# yellow reversewing pouter



## shakilfc009 (Mar 15, 2012)

take a look at my yellow .........


----------



## shakilfc009 (Mar 15, 2012)

take a look at the pair


----------



## Crazy Pete (Nov 13, 2008)

Nice looking birds, I didn't think they were a breed you would let out to fly.
Dave


----------



## shakilfc009 (Mar 15, 2012)

they are my favourite.......i dont like them to be caged all day long....thats y i let them to enjoy the environment for a certain tym...it makes me happy to see them happy.


----------



## Chilangz (Apr 3, 2008)

wow!! good ones


----------



## Pijlover (May 5, 2010)

Nice birds 

I also like the white king in the first picture


----------



## Revolution Lofts (Aug 7, 2008)

Good looking birds!

How bad are the hawks in your area? You might want to be a bit cautious about letting them out a lot. Maybe once or twice a week.


----------



## egpigeon (Jan 15, 2008)

Nice birds


----------



## shakilfc009 (Mar 15, 2012)

thanks all of u.....means a lot to me.............


----------



## shakilfc009 (Mar 15, 2012)

Pijlover said:


> Nice birds
> 
> I also like the white king in the first picture


ya i like them also....they were the 1st pair of pigeon i bought when i started this hobby.....but the one u can see...is the female and is very very very aggressive....im still not able to pair her up with the cock.....im really frustrated


----------



## shakilfc009 (Mar 15, 2012)

Gurbir Brar B.C. said:


> Good looking birds!
> 
> How bad are the hawks in your area? You might want to be a bit cautious about letting them out a lot. Maybe once or twice a week.

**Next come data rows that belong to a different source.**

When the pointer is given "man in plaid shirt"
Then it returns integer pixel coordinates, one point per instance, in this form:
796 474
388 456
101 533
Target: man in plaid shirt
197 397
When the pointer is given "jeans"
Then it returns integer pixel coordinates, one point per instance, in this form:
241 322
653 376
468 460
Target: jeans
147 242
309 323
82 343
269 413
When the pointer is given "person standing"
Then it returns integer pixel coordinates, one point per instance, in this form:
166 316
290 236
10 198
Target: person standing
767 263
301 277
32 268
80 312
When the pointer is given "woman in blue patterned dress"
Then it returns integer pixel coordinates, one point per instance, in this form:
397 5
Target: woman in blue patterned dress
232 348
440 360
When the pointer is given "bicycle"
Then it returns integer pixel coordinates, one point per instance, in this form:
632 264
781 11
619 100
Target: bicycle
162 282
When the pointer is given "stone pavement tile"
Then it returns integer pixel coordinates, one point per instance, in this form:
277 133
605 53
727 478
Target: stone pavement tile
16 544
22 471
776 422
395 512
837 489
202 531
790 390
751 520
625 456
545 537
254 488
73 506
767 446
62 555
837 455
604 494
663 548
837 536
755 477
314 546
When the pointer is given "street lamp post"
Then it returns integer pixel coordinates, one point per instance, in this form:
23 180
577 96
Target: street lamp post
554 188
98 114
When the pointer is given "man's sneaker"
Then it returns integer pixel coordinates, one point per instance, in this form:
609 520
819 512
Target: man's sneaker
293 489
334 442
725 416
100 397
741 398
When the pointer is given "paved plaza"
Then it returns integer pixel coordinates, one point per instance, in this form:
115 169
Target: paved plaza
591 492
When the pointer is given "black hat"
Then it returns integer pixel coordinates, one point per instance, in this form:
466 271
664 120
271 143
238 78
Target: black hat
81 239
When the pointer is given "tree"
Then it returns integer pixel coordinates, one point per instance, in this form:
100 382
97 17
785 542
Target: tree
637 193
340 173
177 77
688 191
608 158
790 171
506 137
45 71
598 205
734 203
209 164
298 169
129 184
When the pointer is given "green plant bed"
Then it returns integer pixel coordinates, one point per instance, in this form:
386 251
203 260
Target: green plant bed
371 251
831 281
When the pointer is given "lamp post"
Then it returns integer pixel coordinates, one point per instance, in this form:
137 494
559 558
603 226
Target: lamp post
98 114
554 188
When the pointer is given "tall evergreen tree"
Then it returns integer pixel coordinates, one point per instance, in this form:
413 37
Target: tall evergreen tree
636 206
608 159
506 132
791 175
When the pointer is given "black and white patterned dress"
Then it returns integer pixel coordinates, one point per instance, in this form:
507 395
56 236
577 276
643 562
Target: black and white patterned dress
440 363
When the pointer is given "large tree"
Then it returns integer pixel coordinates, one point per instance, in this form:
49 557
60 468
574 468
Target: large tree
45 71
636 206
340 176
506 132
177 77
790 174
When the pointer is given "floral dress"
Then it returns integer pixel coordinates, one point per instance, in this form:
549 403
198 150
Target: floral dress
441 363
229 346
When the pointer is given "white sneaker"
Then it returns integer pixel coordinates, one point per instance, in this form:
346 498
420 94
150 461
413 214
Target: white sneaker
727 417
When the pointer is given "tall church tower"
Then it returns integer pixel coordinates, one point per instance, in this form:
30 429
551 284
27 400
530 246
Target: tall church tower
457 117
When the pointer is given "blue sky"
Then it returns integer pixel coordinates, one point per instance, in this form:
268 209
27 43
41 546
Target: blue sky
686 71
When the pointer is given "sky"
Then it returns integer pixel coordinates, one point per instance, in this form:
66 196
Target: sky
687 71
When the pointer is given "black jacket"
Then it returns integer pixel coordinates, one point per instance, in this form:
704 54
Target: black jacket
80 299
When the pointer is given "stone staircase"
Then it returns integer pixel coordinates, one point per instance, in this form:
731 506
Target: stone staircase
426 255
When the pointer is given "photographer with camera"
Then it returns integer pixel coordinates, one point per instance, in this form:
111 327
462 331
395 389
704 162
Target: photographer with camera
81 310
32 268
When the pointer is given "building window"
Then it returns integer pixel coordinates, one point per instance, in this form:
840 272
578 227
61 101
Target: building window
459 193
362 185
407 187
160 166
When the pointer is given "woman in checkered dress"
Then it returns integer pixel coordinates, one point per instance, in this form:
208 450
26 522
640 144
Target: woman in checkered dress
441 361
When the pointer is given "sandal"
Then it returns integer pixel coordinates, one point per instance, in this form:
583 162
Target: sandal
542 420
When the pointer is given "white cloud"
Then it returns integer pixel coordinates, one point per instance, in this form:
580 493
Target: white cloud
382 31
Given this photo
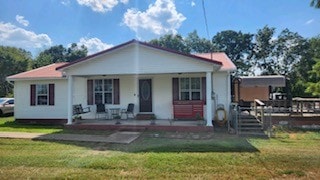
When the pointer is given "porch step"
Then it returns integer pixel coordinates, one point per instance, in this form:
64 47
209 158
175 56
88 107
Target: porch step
148 116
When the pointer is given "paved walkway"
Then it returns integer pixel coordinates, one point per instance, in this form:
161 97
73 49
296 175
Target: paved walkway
122 137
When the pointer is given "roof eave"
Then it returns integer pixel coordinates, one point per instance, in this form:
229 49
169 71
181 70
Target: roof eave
87 58
35 78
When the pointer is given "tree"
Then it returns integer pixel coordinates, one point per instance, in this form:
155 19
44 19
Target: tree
313 81
197 44
60 54
289 47
314 87
263 49
315 3
170 41
75 52
12 61
238 46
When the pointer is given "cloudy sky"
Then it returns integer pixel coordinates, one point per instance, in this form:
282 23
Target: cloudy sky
99 24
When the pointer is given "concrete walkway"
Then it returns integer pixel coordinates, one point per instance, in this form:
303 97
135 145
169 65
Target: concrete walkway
122 137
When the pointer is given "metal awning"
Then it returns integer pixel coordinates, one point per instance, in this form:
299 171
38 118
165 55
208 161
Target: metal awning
262 81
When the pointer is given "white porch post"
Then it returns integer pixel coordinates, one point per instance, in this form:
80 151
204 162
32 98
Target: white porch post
209 99
70 99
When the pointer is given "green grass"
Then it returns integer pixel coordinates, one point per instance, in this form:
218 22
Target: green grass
289 155
8 124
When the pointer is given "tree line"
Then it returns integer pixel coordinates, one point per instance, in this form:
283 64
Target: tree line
262 53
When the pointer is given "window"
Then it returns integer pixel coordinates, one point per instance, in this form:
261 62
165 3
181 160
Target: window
103 91
42 94
190 89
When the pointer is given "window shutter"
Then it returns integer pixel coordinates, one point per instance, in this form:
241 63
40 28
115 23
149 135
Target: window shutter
90 92
32 95
175 89
204 89
51 94
116 91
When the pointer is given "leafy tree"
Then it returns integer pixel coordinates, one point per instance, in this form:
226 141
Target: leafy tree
60 54
315 3
197 44
238 46
170 41
12 61
313 81
289 48
263 49
314 87
75 52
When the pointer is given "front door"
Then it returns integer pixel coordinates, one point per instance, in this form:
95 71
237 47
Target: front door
145 95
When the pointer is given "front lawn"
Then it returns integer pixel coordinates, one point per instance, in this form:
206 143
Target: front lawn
290 155
8 124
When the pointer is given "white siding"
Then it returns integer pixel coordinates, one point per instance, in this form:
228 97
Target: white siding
221 87
23 110
136 59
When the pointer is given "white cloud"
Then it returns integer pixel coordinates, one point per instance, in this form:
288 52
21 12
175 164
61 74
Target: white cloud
193 4
94 45
160 18
21 20
11 35
309 21
65 2
101 6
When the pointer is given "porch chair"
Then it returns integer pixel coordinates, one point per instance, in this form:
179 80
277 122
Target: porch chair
128 111
101 109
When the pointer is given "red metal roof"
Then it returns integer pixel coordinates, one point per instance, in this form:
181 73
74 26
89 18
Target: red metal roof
227 64
54 70
45 72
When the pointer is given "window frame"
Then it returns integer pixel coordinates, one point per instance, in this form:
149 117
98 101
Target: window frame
190 89
44 94
103 91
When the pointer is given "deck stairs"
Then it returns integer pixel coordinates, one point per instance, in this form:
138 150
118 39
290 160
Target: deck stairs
249 125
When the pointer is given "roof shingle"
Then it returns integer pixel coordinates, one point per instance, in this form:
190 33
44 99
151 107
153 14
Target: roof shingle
45 72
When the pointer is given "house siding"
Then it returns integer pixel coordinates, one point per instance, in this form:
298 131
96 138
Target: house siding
23 109
139 60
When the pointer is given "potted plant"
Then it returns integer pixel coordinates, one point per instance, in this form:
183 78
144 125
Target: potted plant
153 119
117 118
199 119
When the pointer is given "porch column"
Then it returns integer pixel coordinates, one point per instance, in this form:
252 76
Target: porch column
209 99
70 99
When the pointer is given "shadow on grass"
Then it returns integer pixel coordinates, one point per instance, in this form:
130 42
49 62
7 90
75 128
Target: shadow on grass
166 142
12 124
146 143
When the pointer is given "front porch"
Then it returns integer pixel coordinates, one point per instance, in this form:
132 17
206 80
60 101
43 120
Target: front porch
141 125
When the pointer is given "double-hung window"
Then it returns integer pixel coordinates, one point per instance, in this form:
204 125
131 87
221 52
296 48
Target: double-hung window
190 88
42 94
103 91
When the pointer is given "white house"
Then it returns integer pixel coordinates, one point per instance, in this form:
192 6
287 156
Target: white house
158 81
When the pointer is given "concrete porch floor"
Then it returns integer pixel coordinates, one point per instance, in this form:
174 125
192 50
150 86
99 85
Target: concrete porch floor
136 125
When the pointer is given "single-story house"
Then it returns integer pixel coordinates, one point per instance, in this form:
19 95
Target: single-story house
159 81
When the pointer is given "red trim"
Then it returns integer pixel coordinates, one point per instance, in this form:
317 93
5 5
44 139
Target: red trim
187 109
32 95
51 94
142 43
175 89
90 92
204 90
116 91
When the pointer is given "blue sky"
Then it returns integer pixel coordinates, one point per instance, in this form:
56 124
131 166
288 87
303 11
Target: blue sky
99 24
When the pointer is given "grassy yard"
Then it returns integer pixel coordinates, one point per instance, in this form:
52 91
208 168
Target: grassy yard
291 154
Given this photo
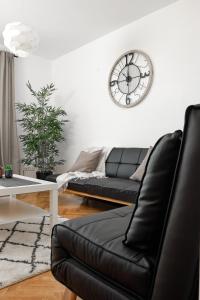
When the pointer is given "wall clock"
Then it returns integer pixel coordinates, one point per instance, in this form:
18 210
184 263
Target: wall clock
131 78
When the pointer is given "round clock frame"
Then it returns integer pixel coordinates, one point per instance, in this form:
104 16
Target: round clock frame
141 84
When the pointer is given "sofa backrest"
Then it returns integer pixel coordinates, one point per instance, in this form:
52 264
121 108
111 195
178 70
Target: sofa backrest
123 162
177 273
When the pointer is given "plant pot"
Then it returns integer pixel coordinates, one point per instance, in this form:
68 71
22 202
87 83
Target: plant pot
43 174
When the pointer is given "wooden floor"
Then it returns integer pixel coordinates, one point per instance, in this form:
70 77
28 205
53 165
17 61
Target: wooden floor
44 286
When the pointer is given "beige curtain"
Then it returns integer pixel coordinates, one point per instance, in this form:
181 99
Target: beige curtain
9 149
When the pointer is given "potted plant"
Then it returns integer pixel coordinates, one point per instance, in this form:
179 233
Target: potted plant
42 126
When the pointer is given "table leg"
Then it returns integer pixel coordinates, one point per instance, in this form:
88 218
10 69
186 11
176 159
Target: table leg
53 207
12 196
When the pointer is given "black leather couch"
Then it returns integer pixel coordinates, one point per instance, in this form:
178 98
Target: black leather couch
91 256
120 164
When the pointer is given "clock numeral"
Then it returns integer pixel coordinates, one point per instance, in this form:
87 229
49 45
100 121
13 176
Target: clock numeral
129 62
112 83
142 86
145 74
115 91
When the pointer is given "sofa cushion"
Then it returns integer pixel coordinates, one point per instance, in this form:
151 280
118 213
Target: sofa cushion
96 241
52 177
123 162
115 188
139 173
86 161
147 221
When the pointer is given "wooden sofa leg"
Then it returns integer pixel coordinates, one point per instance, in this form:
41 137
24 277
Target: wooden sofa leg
69 295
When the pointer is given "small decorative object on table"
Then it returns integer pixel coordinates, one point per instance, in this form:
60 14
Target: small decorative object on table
8 171
1 171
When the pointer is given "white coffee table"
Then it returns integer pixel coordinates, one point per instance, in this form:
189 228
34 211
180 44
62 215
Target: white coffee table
18 210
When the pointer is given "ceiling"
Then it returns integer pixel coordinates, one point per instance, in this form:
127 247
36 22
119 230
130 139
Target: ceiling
64 25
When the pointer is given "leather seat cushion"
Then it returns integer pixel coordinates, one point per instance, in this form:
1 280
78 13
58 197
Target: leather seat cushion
115 188
96 241
52 177
123 162
144 231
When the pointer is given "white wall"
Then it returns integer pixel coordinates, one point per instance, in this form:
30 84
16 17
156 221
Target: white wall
171 37
35 69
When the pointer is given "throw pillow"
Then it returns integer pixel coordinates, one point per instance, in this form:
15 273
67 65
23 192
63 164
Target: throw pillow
140 170
86 162
145 228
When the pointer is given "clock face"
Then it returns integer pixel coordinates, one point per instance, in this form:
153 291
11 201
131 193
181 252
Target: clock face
131 78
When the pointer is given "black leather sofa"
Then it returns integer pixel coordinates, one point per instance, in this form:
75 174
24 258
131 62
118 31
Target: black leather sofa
120 164
94 257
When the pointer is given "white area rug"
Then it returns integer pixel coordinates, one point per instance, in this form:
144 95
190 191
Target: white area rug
24 249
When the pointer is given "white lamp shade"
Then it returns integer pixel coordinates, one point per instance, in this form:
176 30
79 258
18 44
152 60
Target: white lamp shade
20 39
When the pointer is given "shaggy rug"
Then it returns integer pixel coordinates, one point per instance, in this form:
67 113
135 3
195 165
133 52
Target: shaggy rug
24 249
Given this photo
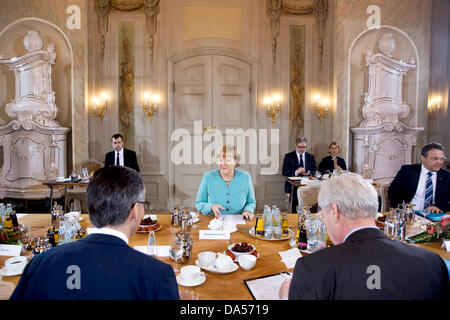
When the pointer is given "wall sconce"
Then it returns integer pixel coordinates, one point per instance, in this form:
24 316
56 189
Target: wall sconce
99 107
273 106
321 107
151 105
434 107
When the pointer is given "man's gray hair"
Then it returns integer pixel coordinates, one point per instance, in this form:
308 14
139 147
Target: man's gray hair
300 140
355 197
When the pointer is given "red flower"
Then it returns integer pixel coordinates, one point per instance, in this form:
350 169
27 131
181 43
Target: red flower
431 230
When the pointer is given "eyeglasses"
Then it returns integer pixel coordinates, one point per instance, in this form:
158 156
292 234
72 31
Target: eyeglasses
438 159
146 204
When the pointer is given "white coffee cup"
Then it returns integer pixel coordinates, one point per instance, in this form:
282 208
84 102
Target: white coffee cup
247 261
223 262
16 264
206 258
215 224
191 273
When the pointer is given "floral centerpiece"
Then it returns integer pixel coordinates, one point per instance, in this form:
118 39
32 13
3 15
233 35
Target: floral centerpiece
434 231
10 236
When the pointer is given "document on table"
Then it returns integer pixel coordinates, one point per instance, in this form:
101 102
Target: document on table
162 251
267 287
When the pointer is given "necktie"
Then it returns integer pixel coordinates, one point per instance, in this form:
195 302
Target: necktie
428 191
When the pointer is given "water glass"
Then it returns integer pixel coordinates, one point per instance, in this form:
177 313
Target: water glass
175 251
316 233
151 246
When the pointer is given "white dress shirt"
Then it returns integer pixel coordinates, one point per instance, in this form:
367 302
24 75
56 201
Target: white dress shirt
120 157
108 231
419 198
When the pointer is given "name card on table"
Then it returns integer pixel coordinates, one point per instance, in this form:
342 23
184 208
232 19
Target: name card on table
446 245
10 250
214 235
162 251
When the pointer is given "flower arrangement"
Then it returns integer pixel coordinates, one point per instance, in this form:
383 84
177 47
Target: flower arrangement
434 231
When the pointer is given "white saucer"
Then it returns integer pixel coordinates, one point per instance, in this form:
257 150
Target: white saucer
5 273
212 268
184 283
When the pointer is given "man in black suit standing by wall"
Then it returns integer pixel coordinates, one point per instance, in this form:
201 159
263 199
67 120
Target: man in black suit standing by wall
120 155
298 163
364 263
425 185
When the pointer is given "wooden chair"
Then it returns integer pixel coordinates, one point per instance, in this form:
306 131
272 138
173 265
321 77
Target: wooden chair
307 195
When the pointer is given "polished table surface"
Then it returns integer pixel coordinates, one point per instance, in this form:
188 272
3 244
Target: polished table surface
217 286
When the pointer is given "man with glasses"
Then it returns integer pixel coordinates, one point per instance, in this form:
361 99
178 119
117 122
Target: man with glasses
425 185
102 266
298 163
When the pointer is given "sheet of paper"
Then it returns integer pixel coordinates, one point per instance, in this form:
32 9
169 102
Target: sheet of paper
213 235
267 288
289 257
234 218
162 251
10 250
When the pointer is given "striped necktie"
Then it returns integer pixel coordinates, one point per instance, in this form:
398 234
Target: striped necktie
428 191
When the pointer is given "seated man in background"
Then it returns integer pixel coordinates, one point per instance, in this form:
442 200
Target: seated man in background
102 265
298 163
364 263
121 156
425 185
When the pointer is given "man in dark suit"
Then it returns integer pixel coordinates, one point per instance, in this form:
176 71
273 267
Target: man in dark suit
364 263
102 265
425 185
297 163
120 155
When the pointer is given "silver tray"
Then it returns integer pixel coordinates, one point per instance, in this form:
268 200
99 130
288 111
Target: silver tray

ya very bad ....one of my female fantail was killed by hawks..when no one was around .....after that incident i never let them out alone......and im now even more cautious....thanks for ur opinion ...i appreciate it


----------



## shakilfc009 (Mar 15, 2012)

Chilangz said:


> wow!! good ones


did u see my black pair....? i bought then when they were about 3 weeks old


----------



## shakilfc009 (Mar 15, 2012)

egpigeon said:


> Nice birds


thanks...did u see the black pair?


----------